Dubai: The new real estate Decree No 6 has been hailed as a positive move in the real estate market and details how projects will be cancelled.

"The decree provides many strategic legal planning, negotiation and dispute resolution opportunities for clients, although clarity is required for certain provisions," Shahram Safai, partner and head of the real estate department of the law firm Afridi and Angell, told Gulf News.

As the number of buyers defaulting on payment plans and the number of developers delivering their projects increases, disputes between the two entities will remain a dominant theme in the UAE real estate market this year.

The introduction of the new law aims to dispel these disputes by litigation giving power to both the purchaser and the developers.

"Under Law No 9 of 2009, power was given to the Real Estate Regulatory Agency (Rera) to cancel projects. After a period of no cancellations whatsoever, this new decree gives direction as to how to go about cancelling," Safai said.

According to the law, a buyer can cancel the contract if the developer is in breach of the Escrow Law or delays construction without a justifiable cause after obtaining the required approvals.

Other reasons include the developer failing to commence the project due to gross negligence or in the event of the developer declaring bankruptcy.

The Land Department can also cancel the project if it establishes that the developer is not serious about executing the project, or any other causes deemed fit by the department.

The developer is able to appeal against the cancellation. If the decision is not overturned, the developer has to repay the purchasers within 60 days of cancellation unless an extension is granted.

A problem lawyers have foreseen is the repayment of money when a contract is terminated. When there is a cancellation, the bank that holds the escrow account is required to pay back all the money to the purchaser within 60 days of cancellation. This presents a problem if funds are missing.

"If a developer doesn't have the money, they can be pushed into bankruptcy. According to bankruptcy statistics in the UAE, if a company goes into bankruptcy you'll recover around 10-15 per cent," Safai said.

Rera usually institutes an investigation when money is missing. However, according, to Sydene Helwick, a partner at Al Tamimi and Company, the trustee bank is also liable for the money leaving the escrow account.

An increasing number of purchasers, who had found themselves at a dead end in their attempts to resolve disputes with developers, can now look forward to the new decree which allows end users to take their complaints to the court within the guidelines set out by the decree.

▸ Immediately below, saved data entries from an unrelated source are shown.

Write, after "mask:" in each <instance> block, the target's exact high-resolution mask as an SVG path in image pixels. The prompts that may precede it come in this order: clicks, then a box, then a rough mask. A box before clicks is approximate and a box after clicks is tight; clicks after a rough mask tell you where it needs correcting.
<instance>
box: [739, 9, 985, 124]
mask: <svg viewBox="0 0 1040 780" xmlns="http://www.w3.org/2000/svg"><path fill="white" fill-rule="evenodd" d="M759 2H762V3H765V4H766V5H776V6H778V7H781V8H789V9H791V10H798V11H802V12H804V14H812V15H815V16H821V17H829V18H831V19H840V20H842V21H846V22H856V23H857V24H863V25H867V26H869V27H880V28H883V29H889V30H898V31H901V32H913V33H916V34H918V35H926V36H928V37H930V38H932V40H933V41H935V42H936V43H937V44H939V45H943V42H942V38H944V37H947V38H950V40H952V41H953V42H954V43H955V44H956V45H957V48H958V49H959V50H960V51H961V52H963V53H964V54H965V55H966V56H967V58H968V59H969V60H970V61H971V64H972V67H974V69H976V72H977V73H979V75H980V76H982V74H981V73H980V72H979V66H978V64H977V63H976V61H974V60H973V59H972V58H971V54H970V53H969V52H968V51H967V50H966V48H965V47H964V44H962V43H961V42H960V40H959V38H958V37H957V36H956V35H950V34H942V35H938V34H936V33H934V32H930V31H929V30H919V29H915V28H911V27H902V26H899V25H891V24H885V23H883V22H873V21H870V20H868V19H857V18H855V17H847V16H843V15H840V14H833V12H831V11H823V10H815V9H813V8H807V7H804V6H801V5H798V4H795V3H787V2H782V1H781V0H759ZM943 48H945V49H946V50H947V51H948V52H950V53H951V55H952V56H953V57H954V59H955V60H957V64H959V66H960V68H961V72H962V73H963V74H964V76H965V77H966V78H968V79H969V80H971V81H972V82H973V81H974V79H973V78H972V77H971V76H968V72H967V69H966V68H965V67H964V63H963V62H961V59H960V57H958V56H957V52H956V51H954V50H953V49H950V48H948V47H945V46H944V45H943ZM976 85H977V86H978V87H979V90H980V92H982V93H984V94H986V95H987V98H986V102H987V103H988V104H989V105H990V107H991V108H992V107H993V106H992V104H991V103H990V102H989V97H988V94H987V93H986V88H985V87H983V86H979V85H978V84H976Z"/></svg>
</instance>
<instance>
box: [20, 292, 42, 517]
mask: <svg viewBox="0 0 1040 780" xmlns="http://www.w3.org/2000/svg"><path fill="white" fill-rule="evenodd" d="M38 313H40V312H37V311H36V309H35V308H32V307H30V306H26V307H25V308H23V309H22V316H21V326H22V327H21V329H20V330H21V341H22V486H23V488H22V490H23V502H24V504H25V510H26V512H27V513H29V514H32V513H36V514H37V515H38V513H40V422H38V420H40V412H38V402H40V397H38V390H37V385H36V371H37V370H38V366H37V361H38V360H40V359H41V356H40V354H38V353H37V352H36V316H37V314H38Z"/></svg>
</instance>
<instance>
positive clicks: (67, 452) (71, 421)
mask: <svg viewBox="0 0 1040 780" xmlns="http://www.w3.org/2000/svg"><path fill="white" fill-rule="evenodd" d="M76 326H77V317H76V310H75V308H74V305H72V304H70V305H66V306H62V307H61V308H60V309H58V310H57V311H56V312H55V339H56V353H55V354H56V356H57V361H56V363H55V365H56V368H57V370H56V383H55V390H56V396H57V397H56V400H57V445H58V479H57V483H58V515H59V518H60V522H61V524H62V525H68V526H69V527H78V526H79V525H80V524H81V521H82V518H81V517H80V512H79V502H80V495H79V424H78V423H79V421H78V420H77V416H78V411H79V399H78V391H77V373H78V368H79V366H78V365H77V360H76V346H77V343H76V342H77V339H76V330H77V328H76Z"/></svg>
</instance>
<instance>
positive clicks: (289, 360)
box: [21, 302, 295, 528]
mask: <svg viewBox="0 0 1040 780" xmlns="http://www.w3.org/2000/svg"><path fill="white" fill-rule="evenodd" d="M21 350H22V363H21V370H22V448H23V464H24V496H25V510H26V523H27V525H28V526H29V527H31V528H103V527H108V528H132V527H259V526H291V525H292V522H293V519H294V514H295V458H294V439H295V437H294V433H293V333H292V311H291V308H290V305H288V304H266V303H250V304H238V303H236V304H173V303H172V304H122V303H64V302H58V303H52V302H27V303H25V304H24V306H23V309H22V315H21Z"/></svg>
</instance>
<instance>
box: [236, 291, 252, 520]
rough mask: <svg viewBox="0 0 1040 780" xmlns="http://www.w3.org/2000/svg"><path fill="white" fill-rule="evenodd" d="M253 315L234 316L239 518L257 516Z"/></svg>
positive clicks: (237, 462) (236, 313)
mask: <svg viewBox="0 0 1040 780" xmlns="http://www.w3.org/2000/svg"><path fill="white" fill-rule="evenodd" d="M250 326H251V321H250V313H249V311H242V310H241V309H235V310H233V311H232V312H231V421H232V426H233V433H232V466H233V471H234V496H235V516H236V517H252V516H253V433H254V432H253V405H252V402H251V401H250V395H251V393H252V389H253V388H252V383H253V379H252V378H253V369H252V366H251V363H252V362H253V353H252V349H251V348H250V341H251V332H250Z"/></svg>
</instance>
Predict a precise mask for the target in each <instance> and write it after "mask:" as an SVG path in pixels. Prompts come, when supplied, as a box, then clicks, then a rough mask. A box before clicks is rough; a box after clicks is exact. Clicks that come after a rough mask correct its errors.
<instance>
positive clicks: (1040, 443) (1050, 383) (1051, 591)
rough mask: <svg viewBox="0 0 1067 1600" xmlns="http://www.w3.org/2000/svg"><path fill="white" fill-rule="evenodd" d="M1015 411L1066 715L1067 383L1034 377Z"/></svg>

"Before the decree, one could not terminate the contract unless one got approval from the Land Department resulting in a stalemate and a very low number of terminations. Decree No 6 opens the door to a lot more immediate action," Safai said.

Termination notice

The decree will also allow the developer to terminate a purchase agreement by directly sending a termination notice to the purchaser who is in breach, completely removing the need for the Dubai Land Department's approval or involvement.

On the flipside, the decree also outlines that a purchaser can terminate a contract for a number of reasons including a situation where a developer fails to deliver the unit to the purchaser without a justifiable reason or when the payment schedule does not conform to the Rera-approved payment schedule.

"The decree attempts to readdress the balance of power, which has previously been too much in the favour of developers," said Craig Plumb head of research at Jones Lang Lasalle.

However, according to Safai, this could also create the groundwork for a lot of litigations.

"An increase in the number of registered court cases is bad news all round. The courts are ill equipped and under resourced — they are struggling to cope with their current case load in a timely manner," Plumb said.

"The preference would be to set up an arbritration system outside of the courts. The decree makes some moves to establish the DLD (the Dubai Land Department) in this role," he said.

"As with other areas the devil will be in the detail, it remains to be seen how the DLD will cope with these additional responsibilities."

In order to ease the reliance of purchasers on a developer, the decree also states that purchasers may register their units at the DLD without the approval of the developer, so long as the purchaser is in compliance with his contractual obligations.

"This is a positive move where purchasers have gained strength [with] which they can terminate their contracts," Safai.

Expectations are that Rera will cancel certain projects that are deemed unfit to continue.